According to a legend recorded in a history of Howard and Tipton Counties from 1883, Chief Ma-Ko-Ko-Mo had three brothers, who were also Miami chiefs. The names of his three brothers were Shock-O-Mo, Me-Shin-Go-Me-Sia, and Shap-Pan-Do-Si-A. It is unknown what exact measure of authority each of the four brothers may have actually possessed. Chief Ma-Ko-Ko-Mo owned a log cabin in the Center Township of Howard County, which was later taken possession of by David Foster in fall of 1842. David Foster built a trading post at the location. During the time following the establishment of his trading post, David Foster had many dealings with the native peoples residing in the area.
Stewart interview
In the early 1920s, a Kokomo resident named Harrison Stewart, who had come to Kokomo at the age of ten in 1846 and who had known David Foster while he was alive, gave an interview for an article in a Kokomo newspaper in which he gave a great of information about Kokomo and David Foster. Stewart stated in the interview that Kokomo had been a Miami chieftain of enormous size and immense physical strength who had lived just west of Muncie and who had "brought riches and happiness to the Miami tribe by gaining great grounds on which they could hunt." According to Stewart in the interview, Foster had not actually known Kokomo personally, but had only heard about him in stories from the Miami who visited his trading post. According to Stewart, Foster himself had believed the name Kokomo to have meant "he-bear" in the Miami language. Stewart stated that, towards the end of his life, Kokomo had led hunting and fishing expeditions into the territory north of the Wildcat Creek, in the same area where the city of Kokomo was eventually established, and that he eventually died on one of these expeditions.Steward also stated that David Foster had told him in a conversation shortly before Foster's death in 1877 that a Native American burial, including a set of bones and collection of grave goods, had been uncovered at one point during the construction of a sawmill.
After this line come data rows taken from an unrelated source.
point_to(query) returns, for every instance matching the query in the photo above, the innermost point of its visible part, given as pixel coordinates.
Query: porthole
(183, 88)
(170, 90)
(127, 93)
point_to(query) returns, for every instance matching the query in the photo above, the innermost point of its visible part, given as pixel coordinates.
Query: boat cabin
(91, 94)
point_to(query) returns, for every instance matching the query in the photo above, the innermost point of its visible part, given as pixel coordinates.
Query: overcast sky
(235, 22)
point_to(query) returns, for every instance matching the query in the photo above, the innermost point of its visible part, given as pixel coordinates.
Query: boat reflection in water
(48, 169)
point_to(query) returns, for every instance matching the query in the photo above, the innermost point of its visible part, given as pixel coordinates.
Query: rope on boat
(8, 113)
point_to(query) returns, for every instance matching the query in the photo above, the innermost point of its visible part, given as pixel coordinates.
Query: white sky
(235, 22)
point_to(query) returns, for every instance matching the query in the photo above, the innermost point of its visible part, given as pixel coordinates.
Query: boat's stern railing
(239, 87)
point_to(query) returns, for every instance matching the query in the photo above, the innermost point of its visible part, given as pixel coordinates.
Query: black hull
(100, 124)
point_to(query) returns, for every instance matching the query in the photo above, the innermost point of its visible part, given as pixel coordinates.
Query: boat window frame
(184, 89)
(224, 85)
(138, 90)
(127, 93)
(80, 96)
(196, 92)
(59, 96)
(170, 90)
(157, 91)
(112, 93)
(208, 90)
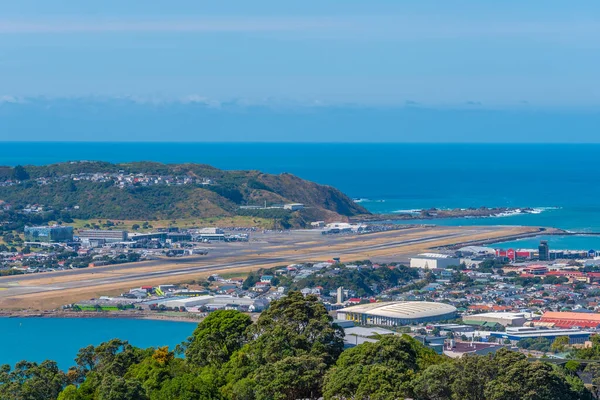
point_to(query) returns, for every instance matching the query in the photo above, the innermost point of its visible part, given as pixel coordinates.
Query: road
(48, 290)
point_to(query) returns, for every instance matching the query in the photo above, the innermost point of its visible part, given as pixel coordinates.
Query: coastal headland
(51, 290)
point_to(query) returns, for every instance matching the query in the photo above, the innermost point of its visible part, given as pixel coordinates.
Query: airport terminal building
(397, 313)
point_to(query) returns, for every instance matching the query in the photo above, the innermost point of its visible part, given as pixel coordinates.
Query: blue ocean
(558, 180)
(59, 339)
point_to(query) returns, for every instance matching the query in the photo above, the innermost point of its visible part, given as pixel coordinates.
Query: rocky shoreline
(183, 317)
(435, 213)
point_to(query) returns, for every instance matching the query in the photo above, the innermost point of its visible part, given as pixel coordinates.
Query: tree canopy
(293, 351)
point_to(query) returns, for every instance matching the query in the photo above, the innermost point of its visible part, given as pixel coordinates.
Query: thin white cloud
(180, 25)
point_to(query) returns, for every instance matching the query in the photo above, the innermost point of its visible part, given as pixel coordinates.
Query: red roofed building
(572, 319)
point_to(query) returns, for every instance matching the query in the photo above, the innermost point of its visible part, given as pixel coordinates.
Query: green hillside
(147, 190)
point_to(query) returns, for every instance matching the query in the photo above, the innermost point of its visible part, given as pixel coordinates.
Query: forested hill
(148, 190)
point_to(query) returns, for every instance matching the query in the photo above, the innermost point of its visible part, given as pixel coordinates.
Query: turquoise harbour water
(59, 339)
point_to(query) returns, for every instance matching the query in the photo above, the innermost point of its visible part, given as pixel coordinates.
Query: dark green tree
(217, 337)
(19, 173)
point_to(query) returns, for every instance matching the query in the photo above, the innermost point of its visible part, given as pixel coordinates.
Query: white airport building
(433, 261)
(396, 313)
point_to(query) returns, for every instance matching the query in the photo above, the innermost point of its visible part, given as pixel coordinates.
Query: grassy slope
(230, 190)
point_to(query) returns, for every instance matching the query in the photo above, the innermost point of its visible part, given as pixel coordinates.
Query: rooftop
(402, 309)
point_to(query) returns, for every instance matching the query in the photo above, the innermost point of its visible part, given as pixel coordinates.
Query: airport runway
(48, 290)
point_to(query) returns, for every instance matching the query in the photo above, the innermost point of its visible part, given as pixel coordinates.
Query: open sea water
(59, 339)
(559, 180)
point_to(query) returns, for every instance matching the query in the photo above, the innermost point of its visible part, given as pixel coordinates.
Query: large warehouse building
(517, 334)
(397, 313)
(433, 260)
(572, 319)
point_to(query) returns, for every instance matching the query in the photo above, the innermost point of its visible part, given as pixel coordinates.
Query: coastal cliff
(155, 191)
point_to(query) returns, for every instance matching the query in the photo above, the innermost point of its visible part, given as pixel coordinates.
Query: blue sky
(438, 53)
(312, 70)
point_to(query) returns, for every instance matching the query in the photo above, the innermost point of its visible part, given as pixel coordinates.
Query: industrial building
(516, 334)
(502, 318)
(217, 302)
(397, 313)
(434, 260)
(48, 234)
(571, 319)
(97, 237)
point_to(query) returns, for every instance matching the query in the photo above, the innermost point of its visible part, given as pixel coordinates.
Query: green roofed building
(49, 234)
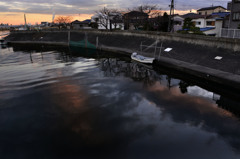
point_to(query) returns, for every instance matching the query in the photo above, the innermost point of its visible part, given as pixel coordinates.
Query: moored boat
(141, 58)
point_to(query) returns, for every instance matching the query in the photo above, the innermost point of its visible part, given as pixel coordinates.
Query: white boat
(141, 58)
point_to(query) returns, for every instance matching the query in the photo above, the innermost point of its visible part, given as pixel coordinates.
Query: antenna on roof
(170, 26)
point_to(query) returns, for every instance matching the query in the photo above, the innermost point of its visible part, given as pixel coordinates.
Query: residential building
(234, 21)
(178, 22)
(211, 24)
(135, 20)
(210, 10)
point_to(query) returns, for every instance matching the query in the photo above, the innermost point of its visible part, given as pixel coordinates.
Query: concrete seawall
(191, 54)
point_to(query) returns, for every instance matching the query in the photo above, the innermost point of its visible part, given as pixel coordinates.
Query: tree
(106, 17)
(63, 19)
(188, 24)
(152, 10)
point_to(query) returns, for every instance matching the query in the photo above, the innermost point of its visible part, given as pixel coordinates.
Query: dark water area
(77, 103)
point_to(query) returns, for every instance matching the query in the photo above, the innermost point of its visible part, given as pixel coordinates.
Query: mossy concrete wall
(126, 39)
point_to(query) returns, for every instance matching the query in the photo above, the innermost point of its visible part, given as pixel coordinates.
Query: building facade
(234, 22)
(210, 10)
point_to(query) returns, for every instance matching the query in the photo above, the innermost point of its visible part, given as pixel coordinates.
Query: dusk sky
(11, 11)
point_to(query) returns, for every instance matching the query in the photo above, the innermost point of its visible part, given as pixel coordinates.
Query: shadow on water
(114, 121)
(112, 64)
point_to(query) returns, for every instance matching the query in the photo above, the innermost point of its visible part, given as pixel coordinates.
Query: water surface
(56, 103)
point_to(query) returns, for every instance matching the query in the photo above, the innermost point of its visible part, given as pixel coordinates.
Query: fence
(230, 33)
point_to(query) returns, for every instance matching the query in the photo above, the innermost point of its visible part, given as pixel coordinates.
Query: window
(198, 23)
(236, 16)
(210, 23)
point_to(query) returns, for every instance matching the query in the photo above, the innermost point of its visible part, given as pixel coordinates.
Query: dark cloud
(87, 7)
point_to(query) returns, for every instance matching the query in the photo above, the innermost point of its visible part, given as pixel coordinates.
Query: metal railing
(230, 33)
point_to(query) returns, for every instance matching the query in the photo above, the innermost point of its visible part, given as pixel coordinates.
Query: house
(134, 20)
(234, 22)
(210, 10)
(44, 24)
(81, 24)
(211, 24)
(178, 22)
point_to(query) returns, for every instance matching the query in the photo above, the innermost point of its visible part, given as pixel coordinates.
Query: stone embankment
(191, 54)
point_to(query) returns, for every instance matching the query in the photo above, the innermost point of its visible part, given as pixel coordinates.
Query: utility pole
(25, 21)
(170, 22)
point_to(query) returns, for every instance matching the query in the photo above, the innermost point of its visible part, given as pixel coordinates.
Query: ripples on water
(82, 104)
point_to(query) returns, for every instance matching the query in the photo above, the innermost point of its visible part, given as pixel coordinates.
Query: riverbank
(191, 54)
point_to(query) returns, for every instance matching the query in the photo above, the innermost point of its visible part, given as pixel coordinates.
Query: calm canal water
(56, 103)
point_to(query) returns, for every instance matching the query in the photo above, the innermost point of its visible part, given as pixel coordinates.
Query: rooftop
(211, 8)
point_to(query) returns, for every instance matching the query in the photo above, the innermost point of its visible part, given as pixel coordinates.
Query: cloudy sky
(85, 8)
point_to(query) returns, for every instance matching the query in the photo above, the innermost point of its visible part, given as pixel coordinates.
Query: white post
(228, 33)
(234, 33)
(155, 49)
(160, 52)
(69, 37)
(97, 42)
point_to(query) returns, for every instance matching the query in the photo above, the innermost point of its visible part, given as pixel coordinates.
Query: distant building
(210, 10)
(81, 24)
(134, 20)
(44, 24)
(211, 24)
(178, 22)
(234, 21)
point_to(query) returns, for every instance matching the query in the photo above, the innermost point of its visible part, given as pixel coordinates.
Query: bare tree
(106, 16)
(151, 9)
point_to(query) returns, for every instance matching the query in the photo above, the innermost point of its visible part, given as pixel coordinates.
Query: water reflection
(67, 106)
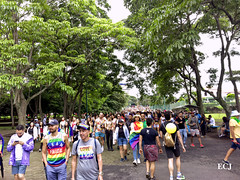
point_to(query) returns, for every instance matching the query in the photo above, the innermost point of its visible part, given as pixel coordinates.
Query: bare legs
(150, 166)
(230, 151)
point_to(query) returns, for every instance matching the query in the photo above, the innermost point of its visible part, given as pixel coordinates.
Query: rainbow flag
(134, 135)
(236, 119)
(70, 131)
(1, 143)
(56, 152)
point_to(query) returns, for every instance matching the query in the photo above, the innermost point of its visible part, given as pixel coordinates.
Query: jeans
(56, 173)
(183, 133)
(109, 136)
(136, 152)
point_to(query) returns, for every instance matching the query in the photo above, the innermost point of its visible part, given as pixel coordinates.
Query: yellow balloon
(171, 128)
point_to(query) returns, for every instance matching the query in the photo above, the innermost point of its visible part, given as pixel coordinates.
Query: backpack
(95, 149)
(168, 140)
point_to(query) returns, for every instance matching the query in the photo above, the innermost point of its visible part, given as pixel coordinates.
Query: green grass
(218, 116)
(5, 127)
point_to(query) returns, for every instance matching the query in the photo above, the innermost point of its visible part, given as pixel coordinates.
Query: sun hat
(53, 122)
(137, 115)
(84, 126)
(235, 113)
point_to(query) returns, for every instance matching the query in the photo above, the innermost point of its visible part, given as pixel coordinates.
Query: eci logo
(224, 166)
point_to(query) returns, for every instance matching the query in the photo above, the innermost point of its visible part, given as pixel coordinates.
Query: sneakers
(148, 175)
(154, 178)
(225, 162)
(181, 176)
(138, 161)
(135, 162)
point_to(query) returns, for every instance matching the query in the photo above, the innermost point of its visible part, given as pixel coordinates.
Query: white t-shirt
(62, 124)
(18, 147)
(212, 122)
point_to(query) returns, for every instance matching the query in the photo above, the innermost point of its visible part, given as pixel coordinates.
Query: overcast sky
(119, 12)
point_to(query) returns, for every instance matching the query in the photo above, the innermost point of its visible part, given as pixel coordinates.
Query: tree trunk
(65, 107)
(12, 117)
(21, 106)
(40, 106)
(188, 95)
(194, 66)
(233, 82)
(80, 103)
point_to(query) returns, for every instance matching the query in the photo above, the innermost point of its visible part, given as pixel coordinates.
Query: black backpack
(95, 143)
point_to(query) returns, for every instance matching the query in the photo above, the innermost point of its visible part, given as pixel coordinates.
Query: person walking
(150, 137)
(1, 154)
(234, 125)
(122, 135)
(99, 129)
(34, 131)
(170, 151)
(57, 145)
(203, 125)
(181, 122)
(88, 152)
(109, 133)
(136, 128)
(20, 145)
(194, 128)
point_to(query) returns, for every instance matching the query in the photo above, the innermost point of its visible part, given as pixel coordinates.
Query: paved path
(197, 164)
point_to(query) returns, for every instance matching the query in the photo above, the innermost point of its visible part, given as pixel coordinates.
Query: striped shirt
(56, 149)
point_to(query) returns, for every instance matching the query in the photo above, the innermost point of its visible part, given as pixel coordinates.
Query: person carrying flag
(136, 128)
(57, 145)
(234, 125)
(1, 154)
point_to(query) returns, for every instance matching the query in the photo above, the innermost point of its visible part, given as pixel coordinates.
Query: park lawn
(218, 117)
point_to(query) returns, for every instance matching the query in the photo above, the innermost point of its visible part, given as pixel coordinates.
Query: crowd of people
(140, 131)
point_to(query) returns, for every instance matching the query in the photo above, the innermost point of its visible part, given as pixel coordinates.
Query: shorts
(58, 172)
(156, 126)
(151, 152)
(99, 134)
(170, 151)
(194, 132)
(122, 141)
(235, 146)
(18, 168)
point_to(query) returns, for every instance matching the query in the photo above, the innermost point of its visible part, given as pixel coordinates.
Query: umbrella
(2, 169)
(1, 150)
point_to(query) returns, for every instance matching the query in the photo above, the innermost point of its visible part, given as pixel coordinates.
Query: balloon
(171, 128)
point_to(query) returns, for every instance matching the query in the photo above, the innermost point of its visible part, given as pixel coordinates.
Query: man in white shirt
(211, 121)
(20, 145)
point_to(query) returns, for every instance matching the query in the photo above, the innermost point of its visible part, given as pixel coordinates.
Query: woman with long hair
(136, 128)
(68, 130)
(122, 137)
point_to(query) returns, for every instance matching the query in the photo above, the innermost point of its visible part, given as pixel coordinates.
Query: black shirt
(163, 129)
(149, 136)
(181, 123)
(30, 131)
(121, 132)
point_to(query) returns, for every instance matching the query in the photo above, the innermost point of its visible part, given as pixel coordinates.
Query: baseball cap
(53, 122)
(84, 126)
(120, 121)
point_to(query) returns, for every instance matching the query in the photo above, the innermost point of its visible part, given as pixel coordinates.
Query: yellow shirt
(236, 128)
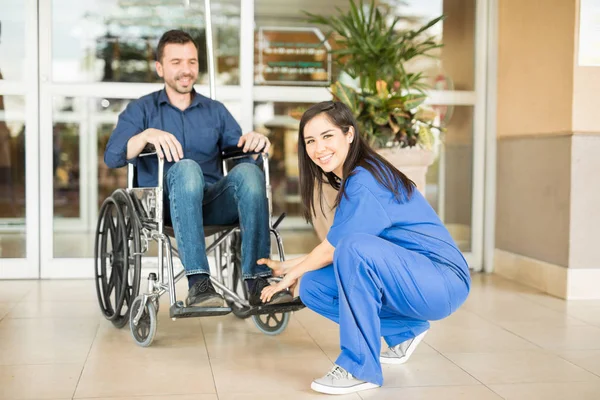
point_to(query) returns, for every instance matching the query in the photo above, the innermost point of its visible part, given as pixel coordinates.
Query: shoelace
(401, 350)
(203, 285)
(338, 372)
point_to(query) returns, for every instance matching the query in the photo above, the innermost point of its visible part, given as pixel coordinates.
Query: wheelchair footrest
(178, 310)
(294, 305)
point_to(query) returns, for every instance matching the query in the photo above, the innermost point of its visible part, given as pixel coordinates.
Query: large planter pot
(413, 162)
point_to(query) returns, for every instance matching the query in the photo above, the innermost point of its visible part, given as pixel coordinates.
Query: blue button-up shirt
(203, 129)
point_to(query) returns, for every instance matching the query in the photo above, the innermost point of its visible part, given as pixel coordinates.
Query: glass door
(19, 221)
(96, 57)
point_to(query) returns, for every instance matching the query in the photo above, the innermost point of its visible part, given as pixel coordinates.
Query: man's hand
(166, 144)
(254, 142)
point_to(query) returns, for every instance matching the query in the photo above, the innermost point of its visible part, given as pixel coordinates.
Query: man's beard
(180, 89)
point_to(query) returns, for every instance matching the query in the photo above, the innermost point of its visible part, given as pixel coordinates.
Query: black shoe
(203, 294)
(255, 287)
The physician who examined the bones—Kokomo's first doctor, Corydon Richmond—concluded that they had belonged to a "giant more than seven feet tall and of great power" and the grave had contained brass kettles and stone tools, which Foster interpreted as evidence that the burial was ancient. According to Stewart, David Foster, after arriving on the scene and hearing this news, immediately began exciting shouting, "Chief Kokomo! Chief Kokomo!" The remains that had been identified as those of Kokomo were eventually transferred to Kokomo's Pioneer Cemetery, located on Purdum Street just south of Superior Street, where a monument marks the alleged site of his remains.